En tant que petit-fils de réfugiés de l’Holocauste, j’ai appris à quel point le monde peut être apathique. Pourtant, en tant que survivants, mes grands-parents ont insufflé au sein de leur famille un sentiment de compassion et d’espoir, que les gens étaient extrêmement bons même si certains étaient poussés vers les préjugés.

J’ai rencontré mon ami et collègue, le père Sean, l’un des prêtres de St. Francis, le lendemain de mes courses. Nous nous sommes assis à sa résidence au-dessus de l’église et un de ses collègues nous a rejoints, un étudiant diplômé de la New School, qui m’a demandé si j’avais entendu la nouvelle des croix gammées dans ses dortoirs. Nous avons discuté de l’impact du discours de haine ainsi que d’un cours que le père Sean et moi co-enseignons. La classe, Spiritual Readings, explore les écrits du Dr Martin Luther King Jr. et Elie Wiesel.

Ensemble, nous avons réfléchi : qu’aurait dit Wiesel de la recrudescence des attaques antisémites cette année et surtout des crimes haineux depuis les récentes élections ? Se serait-il précipité à la défense d’un conseiller présidentiel dont le site Internet qualifiait un commentateur politique de « juif renégat » ? Aurait-il compris le sentiment de ces organisations juives qui ont exprimé leur empressement à travailler avec la nouvelle administration, espérant protéger les causes juives ? Ou aurait-il été contraint par le manque de félicitations de HIAS, un groupe juif qui travaille au profit des réfugiés, qui a demandé au président élu de revoir sa position sur les réfugiés ? Sans la voix de Wiesel, nous ne savons pas. Je ne peux qu’imaginer que Weisel nous aurait conseillé de rester vigilants et empathiques, nous avertissant de nous comprendre.

Je m’efforce d’être une personne compréhensive. Je suis parfaitement conscient des enseignements rabbiniques de la Mishna : nous avons pour instruction de ne pas juger nos semblables à moins que nous ne soyons à leur place. Mais je ne peux m’empêcher de me demander sincèrement : comment mes compatriotes juifs et d’autres personnes de bonne conscience rationalisent-ils la défense du même homme soutenu par le KKK et les négationnistes notoires de l’Holocauste ? Ces approbations devraient faire honte au président élu et à ses partisans sans aucune déclaration de qualification.

Aujourd’hui, je me retrouve en Roumanie pour le travail, un pays où un drapeau fasciste jadis flottait fièrement, où des centaines de milliers de Juifs ont vécu et ont été tués.

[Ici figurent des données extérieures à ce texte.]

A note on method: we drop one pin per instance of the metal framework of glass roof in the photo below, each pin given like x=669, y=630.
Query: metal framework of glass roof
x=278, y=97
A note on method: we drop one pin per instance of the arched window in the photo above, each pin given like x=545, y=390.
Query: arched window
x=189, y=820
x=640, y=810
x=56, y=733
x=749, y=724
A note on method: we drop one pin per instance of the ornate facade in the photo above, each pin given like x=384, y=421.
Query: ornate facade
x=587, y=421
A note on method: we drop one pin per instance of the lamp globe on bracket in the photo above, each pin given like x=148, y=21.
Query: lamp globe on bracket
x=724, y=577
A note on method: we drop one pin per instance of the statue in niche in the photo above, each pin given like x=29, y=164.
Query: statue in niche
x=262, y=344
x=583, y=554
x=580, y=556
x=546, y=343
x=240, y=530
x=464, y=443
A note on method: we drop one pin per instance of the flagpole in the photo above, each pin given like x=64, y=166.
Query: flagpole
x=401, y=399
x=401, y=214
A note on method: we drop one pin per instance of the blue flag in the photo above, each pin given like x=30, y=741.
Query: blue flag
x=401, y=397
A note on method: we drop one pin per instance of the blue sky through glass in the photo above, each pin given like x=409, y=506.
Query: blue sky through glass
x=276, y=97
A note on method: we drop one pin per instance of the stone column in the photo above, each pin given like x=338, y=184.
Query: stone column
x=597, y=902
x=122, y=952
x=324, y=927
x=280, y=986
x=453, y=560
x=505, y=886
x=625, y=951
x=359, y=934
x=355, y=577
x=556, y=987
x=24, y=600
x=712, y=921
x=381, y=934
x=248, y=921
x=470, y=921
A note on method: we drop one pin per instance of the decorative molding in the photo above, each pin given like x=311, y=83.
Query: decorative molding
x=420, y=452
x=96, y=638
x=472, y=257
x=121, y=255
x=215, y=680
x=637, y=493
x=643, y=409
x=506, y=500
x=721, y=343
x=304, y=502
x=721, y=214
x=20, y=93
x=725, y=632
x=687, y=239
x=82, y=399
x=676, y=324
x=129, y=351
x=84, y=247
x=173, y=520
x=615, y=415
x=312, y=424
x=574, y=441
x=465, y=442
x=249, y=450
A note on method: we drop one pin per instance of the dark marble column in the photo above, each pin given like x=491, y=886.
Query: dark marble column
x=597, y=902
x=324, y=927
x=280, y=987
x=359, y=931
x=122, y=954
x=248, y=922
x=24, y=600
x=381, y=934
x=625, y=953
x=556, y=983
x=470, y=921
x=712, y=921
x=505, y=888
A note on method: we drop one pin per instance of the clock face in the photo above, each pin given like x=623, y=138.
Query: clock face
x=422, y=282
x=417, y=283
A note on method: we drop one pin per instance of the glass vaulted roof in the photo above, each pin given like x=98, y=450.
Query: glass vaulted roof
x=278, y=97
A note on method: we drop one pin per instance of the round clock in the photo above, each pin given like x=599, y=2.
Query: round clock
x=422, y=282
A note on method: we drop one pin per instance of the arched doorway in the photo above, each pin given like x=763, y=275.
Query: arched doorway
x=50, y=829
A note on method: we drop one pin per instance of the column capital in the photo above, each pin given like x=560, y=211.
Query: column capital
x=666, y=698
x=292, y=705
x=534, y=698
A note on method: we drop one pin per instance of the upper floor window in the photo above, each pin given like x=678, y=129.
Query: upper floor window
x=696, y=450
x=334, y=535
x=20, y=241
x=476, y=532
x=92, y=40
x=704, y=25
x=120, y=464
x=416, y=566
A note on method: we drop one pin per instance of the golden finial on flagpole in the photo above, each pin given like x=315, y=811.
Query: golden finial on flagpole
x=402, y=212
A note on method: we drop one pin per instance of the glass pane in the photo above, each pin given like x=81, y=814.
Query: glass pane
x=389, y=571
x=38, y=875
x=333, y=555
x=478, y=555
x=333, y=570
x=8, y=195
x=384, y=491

Aujourd’hui, avec le Théâtre juif d’État, il reste environ 3 500 Juifs dans le pays. Le racisme, le sexisme, l’homophobie, l’islamophobie et l’antisémitisme ne sont pas des termes politiquement corrects utilisés par les libéraux dans les espaces sûrs des campus universitaires. Ce sont de vrais problèmes qui ont détruit des communautés, provoqué des génocides et qui continuent d’affecter les gens partout au quotidien. Je demande à ma communauté juive orthodoxe qui a voté massivement pour le président élu ainsi qu’à mes compatriotes américains : accepterons-nous la croix gammée comme la nouvelle forme d’art du graffiti ? L’histoire nous jugera.